Mein Erstaunen begründet sich darauf, daß Sie während der ganzen Debatte im Frühjahr, als es von unserer Seite aus um die Wirtschafts- und Währungsunion, aus Ihrer Sicht aber um das Sparpaket gegangen ist, diesen Zusammenhang immer geleugnet und gesagt haben: Wir brauchen ein Sparpaket, denn Österreich ist verschuldet – was im übrigen stimmt, das glaub ich auch.
Nur: Wie stark, mit welchen Maßnahmen, in welchem Tempo die Maßnahmen, die Sie dem Nationalrat vorgelegt haben, mit der Wirtschafts- und Währungsunion zu tun haben könnten, haben Sie immer in Abrede gestellt.
Ich sehe, es kehrt Einsicht ein. Sie sagen selbst, diese Maßnahme, diese wichtige innenpolitische Maßnahme, war eine bedeutende – auch für die Außenpolitik.
Gehen wir noch einmal auf die gestrige Debatte zurück: Gestern haben wir über Ihren Bericht und den Bericht des Bundeskanzlers über die Integrationsmaßnahmen der Bundesregierung diskutiert. Sehen Sie, wir denken, es wäre durchaus sinnvoll und an der Zeit, daß auch das Parlament Ihnen quasi als Auftrag so etwas wie die Leitlinien für die EU-Regierungskonferenz und für diese Integrationsbestrebungen und -bestimmungen mitgibt. Dies umso mehr, wo Sie in Ihrem Vorwort des Außenpolitischen Berichtes erwähnen, daß Sie aktiv und solidarisch im Inneren, sozusagen im Zentrum der Europäischen Union im Integrationskern Ihren Beitrag leisten wollen.
Wir haben gestern einen Entschließungsantrag eingebracht, in dem diese Leitlinien formuliert waren. Sie haben diesen Antrag niedergestimmt. Sie sind auch gestern schon darauf aufmerksam gemacht worden, daß Sie damit nichts anderes als Ihre eigenen Formulierungen, Ihre eigenen Zielformulierungen niederstimmen, die Sie vielleicht in etwas anderen Zusammenhängen bringen: bei Wahlkampfveranstaltungen, bei Interviews, bei Statements, wo immer.
Ich denke mir aber, daß Ihre Worte ernst zu nehmen sind, nämlich so ernst zu nehmen sind, daß sie auch eine Mehrheit des Nationalrates beschließen könnte, wenn wir uns dieser Auffassung anschließen.

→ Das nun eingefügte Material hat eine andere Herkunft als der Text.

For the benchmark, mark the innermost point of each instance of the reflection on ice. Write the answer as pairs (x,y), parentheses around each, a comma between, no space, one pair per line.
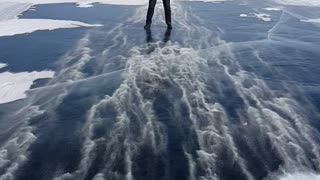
(190,108)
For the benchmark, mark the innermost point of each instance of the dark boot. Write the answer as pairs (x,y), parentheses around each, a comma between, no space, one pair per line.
(152,5)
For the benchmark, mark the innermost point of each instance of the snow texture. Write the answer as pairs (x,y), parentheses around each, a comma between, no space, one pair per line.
(22,26)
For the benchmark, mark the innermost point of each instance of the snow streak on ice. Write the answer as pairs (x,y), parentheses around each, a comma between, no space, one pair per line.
(161,110)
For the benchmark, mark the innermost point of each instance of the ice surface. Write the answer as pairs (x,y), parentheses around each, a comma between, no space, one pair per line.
(22,26)
(301,176)
(299,2)
(263,17)
(273,8)
(10,10)
(312,20)
(2,65)
(14,85)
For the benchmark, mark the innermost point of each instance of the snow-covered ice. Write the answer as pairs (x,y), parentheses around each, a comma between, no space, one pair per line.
(263,17)
(301,176)
(2,65)
(13,86)
(273,9)
(312,20)
(22,26)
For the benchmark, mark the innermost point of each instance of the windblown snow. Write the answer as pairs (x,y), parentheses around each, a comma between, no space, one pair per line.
(13,27)
(301,176)
(2,65)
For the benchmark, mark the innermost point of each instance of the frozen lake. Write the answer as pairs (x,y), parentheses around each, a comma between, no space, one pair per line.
(231,93)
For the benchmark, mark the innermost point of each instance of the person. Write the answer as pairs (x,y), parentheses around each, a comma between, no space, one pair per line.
(167,10)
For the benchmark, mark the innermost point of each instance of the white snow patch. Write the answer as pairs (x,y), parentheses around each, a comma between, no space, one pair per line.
(299,2)
(273,9)
(263,17)
(210,1)
(312,20)
(88,3)
(2,65)
(22,26)
(14,85)
(10,10)
(301,176)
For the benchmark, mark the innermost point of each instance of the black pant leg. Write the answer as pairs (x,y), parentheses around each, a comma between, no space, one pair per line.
(152,5)
(167,10)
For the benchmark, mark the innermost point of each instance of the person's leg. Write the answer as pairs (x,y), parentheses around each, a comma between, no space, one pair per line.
(167,10)
(152,5)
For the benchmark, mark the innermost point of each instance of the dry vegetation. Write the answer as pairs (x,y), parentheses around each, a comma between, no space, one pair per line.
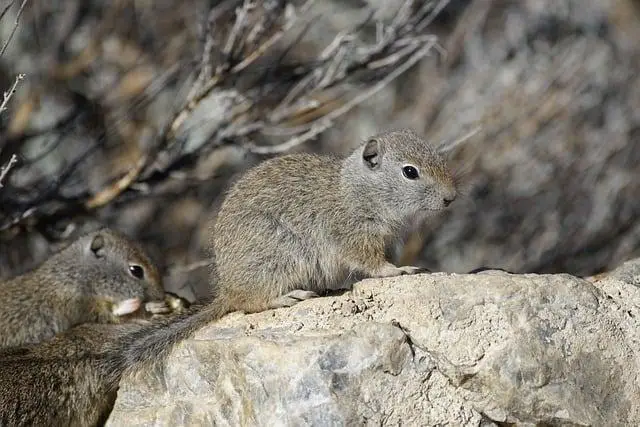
(137,114)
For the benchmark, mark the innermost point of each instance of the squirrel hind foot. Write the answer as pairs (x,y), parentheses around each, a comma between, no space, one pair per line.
(128,306)
(292,298)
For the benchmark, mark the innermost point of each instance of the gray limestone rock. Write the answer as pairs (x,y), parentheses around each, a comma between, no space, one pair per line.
(414,350)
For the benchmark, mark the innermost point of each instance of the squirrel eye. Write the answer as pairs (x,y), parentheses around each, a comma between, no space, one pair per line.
(410,172)
(136,271)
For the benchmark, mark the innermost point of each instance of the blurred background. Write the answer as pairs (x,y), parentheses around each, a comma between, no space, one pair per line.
(139,113)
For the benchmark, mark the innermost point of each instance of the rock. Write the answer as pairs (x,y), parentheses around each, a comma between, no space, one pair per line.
(414,350)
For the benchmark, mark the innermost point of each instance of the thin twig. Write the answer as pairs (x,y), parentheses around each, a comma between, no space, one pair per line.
(15,27)
(323,124)
(448,146)
(6,168)
(8,94)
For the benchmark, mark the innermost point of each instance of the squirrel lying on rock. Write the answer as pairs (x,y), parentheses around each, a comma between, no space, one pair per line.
(100,277)
(289,228)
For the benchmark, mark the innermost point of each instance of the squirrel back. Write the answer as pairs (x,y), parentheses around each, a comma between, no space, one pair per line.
(99,277)
(291,224)
(72,379)
(299,224)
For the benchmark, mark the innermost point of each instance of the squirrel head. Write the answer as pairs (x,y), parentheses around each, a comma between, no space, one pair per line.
(400,174)
(110,267)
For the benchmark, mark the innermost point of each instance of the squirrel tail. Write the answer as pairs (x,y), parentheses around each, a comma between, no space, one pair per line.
(153,342)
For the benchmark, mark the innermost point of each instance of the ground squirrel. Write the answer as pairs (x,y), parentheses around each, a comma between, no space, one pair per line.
(292,226)
(100,277)
(301,223)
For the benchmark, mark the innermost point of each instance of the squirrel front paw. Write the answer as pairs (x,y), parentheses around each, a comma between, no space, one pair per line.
(390,270)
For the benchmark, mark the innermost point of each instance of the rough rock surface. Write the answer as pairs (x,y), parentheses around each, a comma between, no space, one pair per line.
(414,350)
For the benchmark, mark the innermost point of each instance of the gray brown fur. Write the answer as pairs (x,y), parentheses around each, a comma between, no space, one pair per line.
(291,226)
(298,224)
(88,281)
(72,379)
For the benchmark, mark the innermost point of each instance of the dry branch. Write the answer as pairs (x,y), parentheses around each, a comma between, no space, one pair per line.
(246,90)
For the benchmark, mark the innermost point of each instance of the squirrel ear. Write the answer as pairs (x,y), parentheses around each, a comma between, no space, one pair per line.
(97,245)
(371,154)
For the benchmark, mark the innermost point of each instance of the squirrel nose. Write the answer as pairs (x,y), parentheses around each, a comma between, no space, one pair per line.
(448,200)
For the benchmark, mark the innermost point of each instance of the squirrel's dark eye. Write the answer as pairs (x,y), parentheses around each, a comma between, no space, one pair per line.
(136,271)
(410,172)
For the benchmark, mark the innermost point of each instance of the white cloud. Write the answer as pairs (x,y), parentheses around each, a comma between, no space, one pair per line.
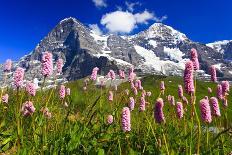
(100,3)
(130,6)
(160,19)
(95,28)
(125,22)
(119,21)
(144,17)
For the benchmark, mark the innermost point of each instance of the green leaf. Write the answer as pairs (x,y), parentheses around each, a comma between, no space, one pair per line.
(101,152)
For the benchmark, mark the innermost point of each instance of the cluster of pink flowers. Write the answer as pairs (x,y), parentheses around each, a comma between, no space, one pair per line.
(142,104)
(188,77)
(121,74)
(68,92)
(31,88)
(185,100)
(194,59)
(127,92)
(110,119)
(179,110)
(209,90)
(111,96)
(215,106)
(62,92)
(205,111)
(138,84)
(94,73)
(5,98)
(172,100)
(225,102)
(46,112)
(132,103)
(219,92)
(59,65)
(115,87)
(225,87)
(180,91)
(28,108)
(144,93)
(18,77)
(47,64)
(135,91)
(111,75)
(148,94)
(132,75)
(162,86)
(126,122)
(158,111)
(8,65)
(213,73)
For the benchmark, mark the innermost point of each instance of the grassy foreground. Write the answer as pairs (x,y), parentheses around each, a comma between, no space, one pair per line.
(81,128)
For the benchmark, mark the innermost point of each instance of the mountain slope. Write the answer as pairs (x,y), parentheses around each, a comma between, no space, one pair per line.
(158,50)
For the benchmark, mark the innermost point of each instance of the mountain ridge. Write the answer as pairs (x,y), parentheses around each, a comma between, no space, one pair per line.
(160,49)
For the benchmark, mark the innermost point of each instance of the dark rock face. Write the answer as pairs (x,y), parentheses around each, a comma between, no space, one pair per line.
(83,50)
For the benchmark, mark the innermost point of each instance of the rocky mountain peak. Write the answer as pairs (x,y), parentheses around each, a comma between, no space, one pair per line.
(158,49)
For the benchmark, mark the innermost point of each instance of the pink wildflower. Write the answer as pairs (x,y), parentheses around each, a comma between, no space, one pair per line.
(8,65)
(215,106)
(62,92)
(135,91)
(121,74)
(205,111)
(94,73)
(126,124)
(148,93)
(213,73)
(209,90)
(132,103)
(68,92)
(18,77)
(225,87)
(47,64)
(5,98)
(110,119)
(111,74)
(162,86)
(219,92)
(111,95)
(142,104)
(28,108)
(46,112)
(158,111)
(225,102)
(31,88)
(180,91)
(59,65)
(188,77)
(127,92)
(179,110)
(194,59)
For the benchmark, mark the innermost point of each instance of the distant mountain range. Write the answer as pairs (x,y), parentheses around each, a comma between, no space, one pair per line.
(158,50)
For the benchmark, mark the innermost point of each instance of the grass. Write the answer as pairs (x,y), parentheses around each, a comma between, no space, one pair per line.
(81,127)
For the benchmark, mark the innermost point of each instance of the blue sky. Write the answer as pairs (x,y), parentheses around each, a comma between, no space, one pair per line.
(25,22)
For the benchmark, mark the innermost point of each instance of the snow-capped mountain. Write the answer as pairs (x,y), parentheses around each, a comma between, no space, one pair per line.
(158,50)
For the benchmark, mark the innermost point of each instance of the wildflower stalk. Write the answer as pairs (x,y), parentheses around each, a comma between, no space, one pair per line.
(165,142)
(197,118)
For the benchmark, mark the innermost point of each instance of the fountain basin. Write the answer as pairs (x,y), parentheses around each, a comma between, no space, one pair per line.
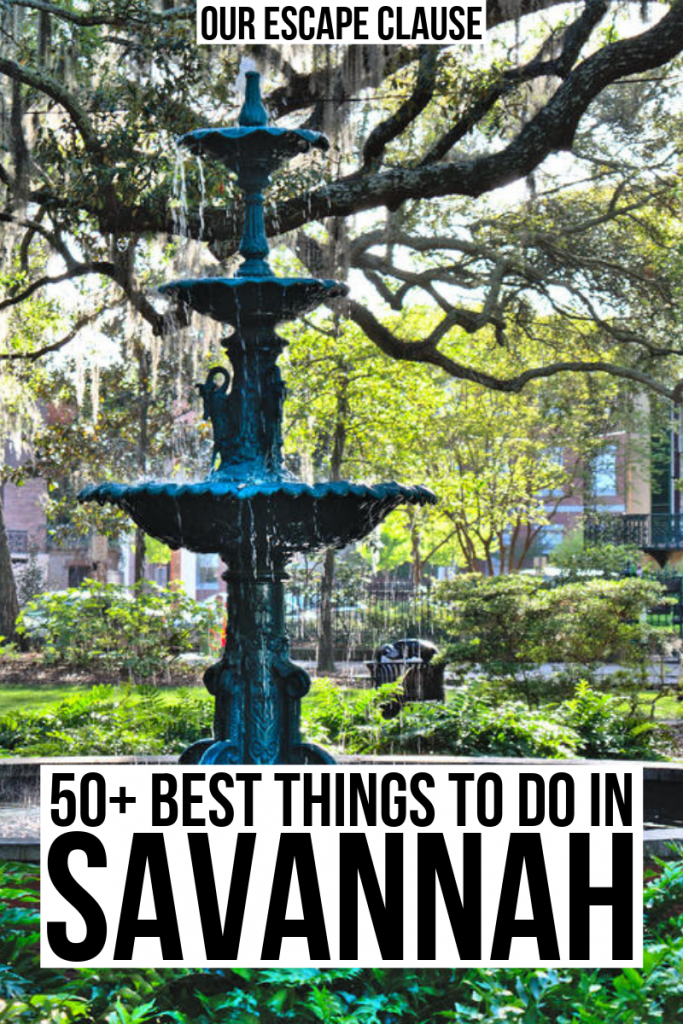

Und einigen Ihrer Auffassungen hätten wir uns durchaus angeschlossen, gerade wenn es – noch einmal Stichwort Sparpaket, Stichwort Wirtschafts- und Währungsunion –, um die Beschäftigungspolitik geht, wenn es darum geht – etwas, was Sie hier in Ihren integrationspolitischen Bestrebungen offensichtlich völlig außer acht lassen –, daß all das, was Sie hier als die wichtigste innenpolitische Entscheidung betrachten, nicht nur in Österreich, sondern vor allem in Europa zu einer Entwicklung führt, die erschrecken läßt: nämlich zu rund 20 Millionen Arbeitslosen im gesamten europäischen Raum und zu 50 Millionen Menschen, die an der Armutsgrenze leben.

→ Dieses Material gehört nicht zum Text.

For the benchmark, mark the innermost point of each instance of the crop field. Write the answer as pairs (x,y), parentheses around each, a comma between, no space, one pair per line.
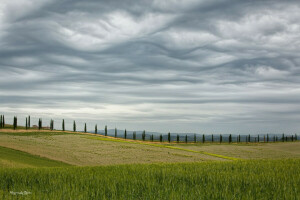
(272,179)
(10,158)
(65,165)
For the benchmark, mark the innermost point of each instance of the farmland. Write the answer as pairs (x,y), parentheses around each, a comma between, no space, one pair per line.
(66,165)
(275,179)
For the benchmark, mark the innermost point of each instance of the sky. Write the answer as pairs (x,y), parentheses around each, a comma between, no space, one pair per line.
(165,65)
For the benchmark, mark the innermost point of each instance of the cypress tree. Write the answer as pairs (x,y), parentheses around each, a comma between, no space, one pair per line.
(134,135)
(63,125)
(74,126)
(51,124)
(40,123)
(144,135)
(14,124)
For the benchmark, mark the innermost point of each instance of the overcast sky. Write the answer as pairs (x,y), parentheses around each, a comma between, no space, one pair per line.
(165,65)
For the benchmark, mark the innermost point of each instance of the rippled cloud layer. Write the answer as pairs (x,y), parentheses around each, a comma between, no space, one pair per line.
(184,66)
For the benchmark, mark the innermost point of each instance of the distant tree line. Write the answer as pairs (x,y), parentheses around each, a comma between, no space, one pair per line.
(176,138)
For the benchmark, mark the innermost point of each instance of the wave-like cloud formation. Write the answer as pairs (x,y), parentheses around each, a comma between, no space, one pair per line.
(203,66)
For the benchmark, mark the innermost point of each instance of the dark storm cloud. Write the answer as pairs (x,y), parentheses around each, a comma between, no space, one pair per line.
(193,63)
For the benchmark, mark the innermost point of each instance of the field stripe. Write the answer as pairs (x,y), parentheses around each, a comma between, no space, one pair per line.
(105,138)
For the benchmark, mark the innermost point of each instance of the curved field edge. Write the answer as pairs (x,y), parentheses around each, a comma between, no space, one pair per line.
(103,138)
(17,159)
(255,179)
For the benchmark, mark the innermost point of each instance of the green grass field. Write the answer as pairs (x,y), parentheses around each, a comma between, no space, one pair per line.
(65,165)
(10,158)
(273,179)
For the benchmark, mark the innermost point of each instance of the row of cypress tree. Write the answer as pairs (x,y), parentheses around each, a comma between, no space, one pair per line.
(2,121)
(266,138)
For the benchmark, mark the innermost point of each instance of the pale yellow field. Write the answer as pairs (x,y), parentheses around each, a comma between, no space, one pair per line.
(90,150)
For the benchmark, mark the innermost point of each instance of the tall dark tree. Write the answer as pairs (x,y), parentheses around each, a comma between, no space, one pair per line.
(63,125)
(134,135)
(51,124)
(74,126)
(40,123)
(144,135)
(15,124)
(26,124)
(29,122)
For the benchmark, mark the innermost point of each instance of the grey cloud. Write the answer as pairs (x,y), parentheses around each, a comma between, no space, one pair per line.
(200,64)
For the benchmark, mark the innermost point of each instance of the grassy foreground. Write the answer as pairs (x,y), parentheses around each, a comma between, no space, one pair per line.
(255,179)
(18,159)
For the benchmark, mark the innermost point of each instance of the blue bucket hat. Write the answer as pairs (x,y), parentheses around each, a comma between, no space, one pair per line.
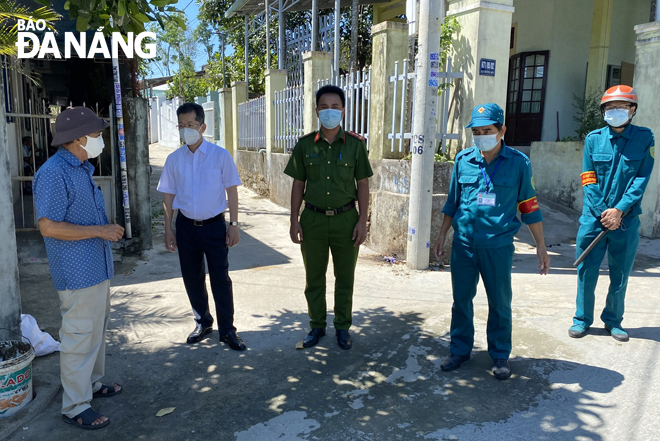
(485,115)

Wir wollten gestern nichts anderes von Ihnen, als daß Sie sich noch einmal zu den Dingen, die Sie immer angesprochen haben, verpflichten: Das Ziel der Vollbeschäftigung muß explizit im Vertrag verankert werden, die Beschäftigung ist als prioritäres Ziel in die EU-Verträge aufzunehmen – ein Zitat von Ihnen selbst, Herr Vizekanzler –, oder die Europäische Union muß sich zur Sozialunion entwickeln, ein Leitsatz der ÖVP aus dem Manifest.

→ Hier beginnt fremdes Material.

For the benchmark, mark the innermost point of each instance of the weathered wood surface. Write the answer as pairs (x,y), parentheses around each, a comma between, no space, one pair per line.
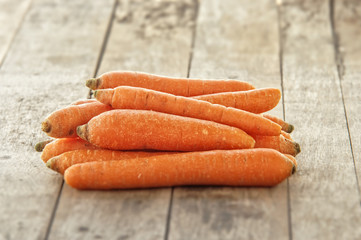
(307,48)
(324,198)
(347,27)
(152,36)
(228,45)
(53,52)
(11,17)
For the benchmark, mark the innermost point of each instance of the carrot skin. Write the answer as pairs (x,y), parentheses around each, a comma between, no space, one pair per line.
(62,145)
(63,122)
(255,101)
(248,167)
(178,86)
(83,101)
(144,99)
(139,129)
(279,143)
(65,160)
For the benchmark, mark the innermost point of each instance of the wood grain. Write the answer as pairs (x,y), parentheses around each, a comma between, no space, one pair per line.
(239,40)
(347,22)
(52,53)
(11,16)
(149,36)
(324,196)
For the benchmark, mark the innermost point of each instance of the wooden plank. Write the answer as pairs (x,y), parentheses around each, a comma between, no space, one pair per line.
(149,36)
(347,19)
(234,39)
(323,194)
(11,16)
(53,52)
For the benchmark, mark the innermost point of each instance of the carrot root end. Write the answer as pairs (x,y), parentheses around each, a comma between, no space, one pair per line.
(46,126)
(92,83)
(290,128)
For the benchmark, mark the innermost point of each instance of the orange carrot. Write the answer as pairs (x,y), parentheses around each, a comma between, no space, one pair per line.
(249,167)
(83,101)
(63,161)
(138,129)
(41,145)
(285,126)
(177,86)
(279,143)
(62,123)
(256,101)
(293,159)
(145,99)
(62,145)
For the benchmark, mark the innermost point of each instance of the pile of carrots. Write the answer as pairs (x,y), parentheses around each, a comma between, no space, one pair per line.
(145,131)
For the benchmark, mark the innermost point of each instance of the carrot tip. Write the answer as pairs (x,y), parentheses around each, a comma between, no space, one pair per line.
(293,169)
(82,131)
(290,128)
(41,145)
(50,162)
(46,126)
(298,148)
(92,83)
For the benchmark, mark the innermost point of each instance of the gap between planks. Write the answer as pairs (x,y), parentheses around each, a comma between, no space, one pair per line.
(100,57)
(340,71)
(280,41)
(169,215)
(2,60)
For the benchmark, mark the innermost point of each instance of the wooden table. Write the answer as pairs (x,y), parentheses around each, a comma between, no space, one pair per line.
(311,50)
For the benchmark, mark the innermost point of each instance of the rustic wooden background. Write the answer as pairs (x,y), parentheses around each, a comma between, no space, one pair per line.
(311,50)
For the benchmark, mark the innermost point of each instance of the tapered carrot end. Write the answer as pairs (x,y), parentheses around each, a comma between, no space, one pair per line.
(46,126)
(82,131)
(50,162)
(290,128)
(293,169)
(104,96)
(298,148)
(41,145)
(93,83)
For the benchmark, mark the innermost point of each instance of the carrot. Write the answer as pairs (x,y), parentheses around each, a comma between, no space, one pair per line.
(293,159)
(279,143)
(145,99)
(256,101)
(249,167)
(62,145)
(285,126)
(65,160)
(40,145)
(138,129)
(62,123)
(83,101)
(177,86)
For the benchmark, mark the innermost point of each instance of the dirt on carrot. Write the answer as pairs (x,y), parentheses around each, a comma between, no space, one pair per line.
(63,122)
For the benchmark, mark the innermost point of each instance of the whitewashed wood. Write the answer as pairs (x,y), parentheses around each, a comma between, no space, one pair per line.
(53,52)
(234,39)
(149,36)
(347,15)
(11,16)
(324,196)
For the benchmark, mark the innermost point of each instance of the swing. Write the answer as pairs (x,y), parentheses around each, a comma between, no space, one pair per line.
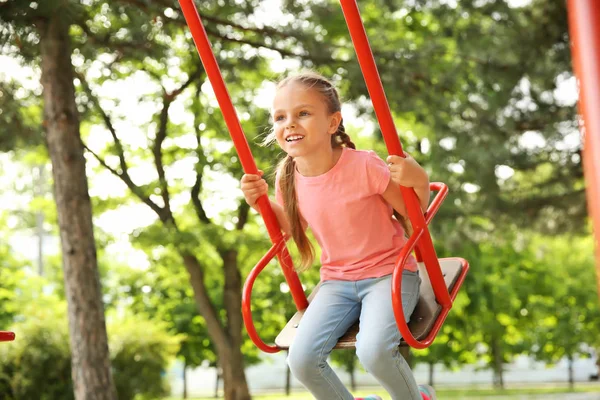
(441,278)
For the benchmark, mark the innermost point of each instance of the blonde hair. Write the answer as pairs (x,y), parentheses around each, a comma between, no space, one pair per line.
(287,167)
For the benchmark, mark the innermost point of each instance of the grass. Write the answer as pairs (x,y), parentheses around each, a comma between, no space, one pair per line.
(444,393)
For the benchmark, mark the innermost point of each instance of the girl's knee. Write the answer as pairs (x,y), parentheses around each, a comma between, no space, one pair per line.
(303,361)
(374,355)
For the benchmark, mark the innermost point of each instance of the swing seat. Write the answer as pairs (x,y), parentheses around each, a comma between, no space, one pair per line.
(421,321)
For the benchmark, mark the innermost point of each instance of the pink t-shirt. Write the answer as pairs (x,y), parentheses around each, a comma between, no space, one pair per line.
(351,221)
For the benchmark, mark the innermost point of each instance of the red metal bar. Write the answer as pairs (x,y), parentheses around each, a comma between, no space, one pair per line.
(433,208)
(388,129)
(584,28)
(397,295)
(247,298)
(241,144)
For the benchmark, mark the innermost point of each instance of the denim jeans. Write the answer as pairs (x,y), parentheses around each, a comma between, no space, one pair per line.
(336,306)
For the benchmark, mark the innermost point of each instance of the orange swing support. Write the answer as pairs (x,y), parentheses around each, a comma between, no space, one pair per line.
(420,241)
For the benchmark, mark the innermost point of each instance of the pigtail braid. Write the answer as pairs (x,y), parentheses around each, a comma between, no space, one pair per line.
(341,138)
(287,186)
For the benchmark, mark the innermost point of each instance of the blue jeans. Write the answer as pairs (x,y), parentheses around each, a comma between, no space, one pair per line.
(337,305)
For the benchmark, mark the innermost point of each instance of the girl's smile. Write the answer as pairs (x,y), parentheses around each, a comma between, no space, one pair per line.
(303,125)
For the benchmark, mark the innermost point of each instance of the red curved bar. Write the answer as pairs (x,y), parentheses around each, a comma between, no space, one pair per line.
(7,336)
(241,144)
(399,312)
(433,208)
(247,298)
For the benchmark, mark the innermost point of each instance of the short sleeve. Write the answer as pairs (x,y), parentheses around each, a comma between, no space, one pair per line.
(278,194)
(378,173)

Aber Sie wollen offensichtlich nicht, daß der Nationalrat das beschließt und daß es zu einer Bestärkung dessen kommt, was Sie sagen, daß Sie Leitlinien mitnehmen können, um – wie Sie selber sagen – aktiv auftreten können. Und das wundert mich. Warum wollen Sie das nicht? Nehmen Sie Ihre eigenen Worte nicht ernst genug? Oder erwähnen Sie solche Dinge wie die Sozialunion und die Beschäftigungspolitik immer nur dann, wenn es gerade paßt, nur dann wenn Sie sehen: Jetzt brennt wieder der Hut, jetzt muß man wieder was sagen, jetzt muß man die Bevölkerung wieder beruhigen? – Dann sagen Sie: Ja, ja, die EU muß zur Sozialunion werden, das sozialpolitische Ziel muß in den EU-Verträgen verankert werden, und die Beschäftigungspolitik haben absoluten Vorrang.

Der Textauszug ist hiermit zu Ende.